Now if you like Bad astronomy, then you should vote for it, its a great science blog, and I have nothing against people voting for it, just do it for the right reason please, and of course do not vote neither for climate audit nor bad astronomy if you do not thinks is the best science blog just to help one side or the other of the debate win, thats wrong in so many ways.

Of course that it just my opinion, I could be wrong.

"If it wins, well it might be even good, since more people with strong background in science will visit the place and will post comments on his blogs, correcting whatever bad science is posted there."

Right ... What's much more likely, is that he'll continue tricking people into believing his pseudo scientific opinions and try to use the apparent credibility of the award to fool others.

Besides, Cog Daily is not at all political, IMHO. It's one of the best blogs I've come across which talks about peer-reviewed research.

Anyway, why was RealClimate not nominated instead of a junk climate blog?

Oh, the rightwing wanker club who run the Weblog Awards aren't happy...

RESULTS ARE NOT FINAL FOR THIS POLL! This poll is still being checked for excessive voting from individual machines. If excess voting is found it will be noted and the votes will be removed. The winner should be announced Monday.

Boo hoo. Sore losers, anyone?

The comments in this thread clearly show that this is primarily a political debate, not a scientific one.

By Cog Scientist (not verified) on 09 Nov 2007 #permalink

I love how people transform "ideas that I don't agree with" into bad science. It used to be that "science" and "skepticism" were synonymous. Funny how that gets transformed, even from people like Dave Munger who should know better, when politics gets involved.

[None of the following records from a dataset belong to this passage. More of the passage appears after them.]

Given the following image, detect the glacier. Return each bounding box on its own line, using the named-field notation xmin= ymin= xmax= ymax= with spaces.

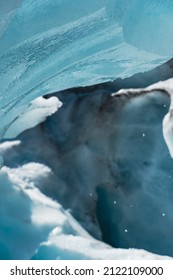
xmin=1 ymin=0 xmax=173 ymax=260
xmin=0 ymin=157 xmax=170 ymax=260
xmin=0 ymin=0 xmax=173 ymax=138
xmin=1 ymin=81 xmax=173 ymax=259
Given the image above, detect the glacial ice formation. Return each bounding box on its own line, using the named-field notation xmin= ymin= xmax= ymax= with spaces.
xmin=1 ymin=0 xmax=173 ymax=260
xmin=0 ymin=140 xmax=171 ymax=260
xmin=0 ymin=0 xmax=173 ymax=138
xmin=3 ymin=96 xmax=62 ymax=139
xmin=112 ymin=78 xmax=173 ymax=158
xmin=1 ymin=81 xmax=173 ymax=259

Anyway, why was RealClimate not nominated instead of a junk climate blog?Because for the most part, it's an advocacy site, not a science one. I don't think they make any bones about that. Nor is there even anything wrong with it, but there's a huge distinction between science (which must allow critical commentary) and realclimate, which has an unstated policy of suppressing viewpoints in the comments that are critical of their own viewpoint.

To borrow somebody else's turn of phrase, "If you think that RealClimate plays it down the middle, you've been reading it with your eyes closed".